The numbers are quite different for people suffering from alcohol or drug addiction. An estimated 70–80 percent of individuals with substance use disorders are smokers. The consequences are deadly. Drug users who smoke cigarettes are four times more likely to die prematurely than those who do not smoke, according to the CDC.
Many addiction treatment providers have traditionally tolerated continued tobacco use by their patients on the premise that quitting drugs or alcohol and tobacco use at the same time may seem too daunting to their clients. Research shows, however, that smoking can have a negative impact on recovery outcomes and many people in treatment are actually interested in quitting tobacco use.
The federal Substance Abuse and Mental Health Services Administration (SAMHSA) recommends the adoption of tobacco-free facility/grounds policies and the integration of tobacco-dependence treatment into substance abuse treatment. To help providers make the switch to a tobacco-free campus, SAMHSA has issued a new implementation guide. “Implementing Tobacco Cessation Programs in Substance Use Disorder Treatment Settings” offers many good reasons why tobacco cessation is important and effective strategies to achieve it.
The most important reason for addiction treatment providers to combine smoking cessation and SUD treatment: quitting smoking increases the odds of long-term recovery, whereas continued smoking following treatment increases the likelihood of relapse to substance misuse.

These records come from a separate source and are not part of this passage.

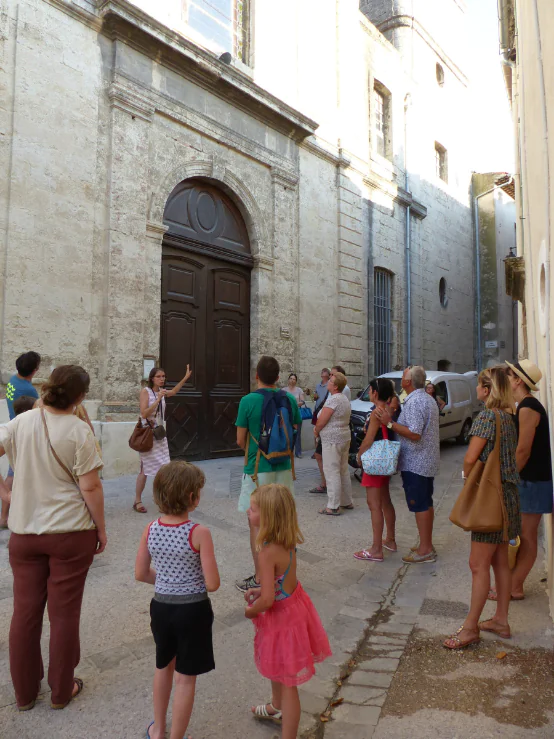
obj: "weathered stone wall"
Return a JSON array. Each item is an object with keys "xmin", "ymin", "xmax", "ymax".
[{"xmin": 0, "ymin": 0, "xmax": 473, "ymax": 419}]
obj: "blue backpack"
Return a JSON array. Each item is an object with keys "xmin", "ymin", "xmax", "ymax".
[{"xmin": 246, "ymin": 389, "xmax": 296, "ymax": 480}]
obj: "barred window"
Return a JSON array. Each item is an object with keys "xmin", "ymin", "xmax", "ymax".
[
  {"xmin": 373, "ymin": 269, "xmax": 392, "ymax": 375},
  {"xmin": 183, "ymin": 0, "xmax": 248, "ymax": 63}
]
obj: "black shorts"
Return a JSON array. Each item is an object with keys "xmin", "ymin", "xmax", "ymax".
[{"xmin": 150, "ymin": 598, "xmax": 215, "ymax": 675}]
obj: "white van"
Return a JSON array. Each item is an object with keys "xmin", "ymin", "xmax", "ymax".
[{"xmin": 351, "ymin": 371, "xmax": 482, "ymax": 444}]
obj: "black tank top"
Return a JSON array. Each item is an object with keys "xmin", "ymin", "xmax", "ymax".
[{"xmin": 516, "ymin": 396, "xmax": 552, "ymax": 482}]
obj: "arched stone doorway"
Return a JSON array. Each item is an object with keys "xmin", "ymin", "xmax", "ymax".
[{"xmin": 160, "ymin": 179, "xmax": 253, "ymax": 459}]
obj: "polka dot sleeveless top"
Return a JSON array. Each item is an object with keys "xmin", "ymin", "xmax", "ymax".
[{"xmin": 148, "ymin": 519, "xmax": 206, "ymax": 595}]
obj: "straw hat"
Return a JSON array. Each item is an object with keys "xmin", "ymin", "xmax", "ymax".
[{"xmin": 506, "ymin": 359, "xmax": 542, "ymax": 393}]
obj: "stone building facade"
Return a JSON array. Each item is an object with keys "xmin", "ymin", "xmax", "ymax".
[
  {"xmin": 499, "ymin": 0, "xmax": 554, "ymax": 617},
  {"xmin": 0, "ymin": 0, "xmax": 474, "ymax": 457}
]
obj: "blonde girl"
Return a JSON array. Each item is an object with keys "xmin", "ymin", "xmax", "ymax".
[
  {"xmin": 244, "ymin": 484, "xmax": 331, "ymax": 739},
  {"xmin": 444, "ymin": 367, "xmax": 521, "ymax": 649}
]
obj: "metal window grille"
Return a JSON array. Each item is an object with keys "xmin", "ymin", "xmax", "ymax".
[
  {"xmin": 373, "ymin": 90, "xmax": 386, "ymax": 157},
  {"xmin": 373, "ymin": 269, "xmax": 392, "ymax": 375}
]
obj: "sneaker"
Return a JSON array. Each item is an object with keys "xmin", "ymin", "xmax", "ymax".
[
  {"xmin": 402, "ymin": 552, "xmax": 437, "ymax": 565},
  {"xmin": 309, "ymin": 485, "xmax": 327, "ymax": 495},
  {"xmin": 235, "ymin": 575, "xmax": 260, "ymax": 593}
]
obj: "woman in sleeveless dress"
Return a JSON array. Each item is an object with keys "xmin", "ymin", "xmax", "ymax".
[{"xmin": 133, "ymin": 364, "xmax": 192, "ymax": 513}]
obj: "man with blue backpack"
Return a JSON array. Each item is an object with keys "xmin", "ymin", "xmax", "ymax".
[{"xmin": 235, "ymin": 356, "xmax": 301, "ymax": 592}]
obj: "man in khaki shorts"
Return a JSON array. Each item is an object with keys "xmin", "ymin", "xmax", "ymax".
[{"xmin": 235, "ymin": 357, "xmax": 301, "ymax": 592}]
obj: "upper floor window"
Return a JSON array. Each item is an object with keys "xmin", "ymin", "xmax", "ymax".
[
  {"xmin": 183, "ymin": 0, "xmax": 248, "ymax": 63},
  {"xmin": 435, "ymin": 142, "xmax": 448, "ymax": 182},
  {"xmin": 372, "ymin": 82, "xmax": 392, "ymax": 159}
]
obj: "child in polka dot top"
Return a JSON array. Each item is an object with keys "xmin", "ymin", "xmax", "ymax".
[{"xmin": 135, "ymin": 462, "xmax": 219, "ymax": 739}]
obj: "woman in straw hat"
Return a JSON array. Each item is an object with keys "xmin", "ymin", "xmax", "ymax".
[{"xmin": 489, "ymin": 359, "xmax": 553, "ymax": 600}]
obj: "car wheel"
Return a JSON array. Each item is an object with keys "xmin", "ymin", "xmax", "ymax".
[{"xmin": 456, "ymin": 418, "xmax": 472, "ymax": 445}]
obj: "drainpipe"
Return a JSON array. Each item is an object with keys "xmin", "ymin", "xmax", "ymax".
[
  {"xmin": 404, "ymin": 93, "xmax": 412, "ymax": 365},
  {"xmin": 472, "ymin": 177, "xmax": 514, "ymax": 372}
]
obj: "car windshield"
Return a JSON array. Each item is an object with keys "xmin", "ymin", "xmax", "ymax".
[{"xmin": 360, "ymin": 377, "xmax": 402, "ymax": 403}]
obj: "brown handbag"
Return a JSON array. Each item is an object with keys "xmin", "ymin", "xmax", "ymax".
[
  {"xmin": 450, "ymin": 411, "xmax": 508, "ymax": 541},
  {"xmin": 129, "ymin": 416, "xmax": 154, "ymax": 452}
]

Tobacco cessation can have mental health benefits and quitting smoking at any age has physical health benefits that emerge almost immediately and continue for years.
SAMHSA suggests that treatment providers could begin a quit-smoking intervention with five easy steps—5 As:
- ASK – Document each client’s tobacco use status at every visit.
- ADVISE – Respectfully urge every tobacco user to quit.
- ASSESS – Determine whether the tobacco user is willing to try quitting.
- ASSIST – Use counseling and pharmacotherapy to help willing clients quit.
- ARRANGE – Schedule follow-up phone calls or meetings, preferably the first week after the quit date.
Fewer than half of all addiction treatment facilities in the United States offered tobacco cessation services in 2016. The Farley Center at Williamsburg Place reacted to the mounting evidence for the benefits of smoking cessation a few years ago and became tobacco free in January 2015. Fortunately, Farley’s addiction treatment model works well for managing cravings, positive self-soothing, trigger identification and management, and an aftercare support structure. Treatment strategies at Farley include 12-Step work, nicotine sobriety group, nicotine replacement therapy (e.g., patches, lozenges), and pharmacotherapy.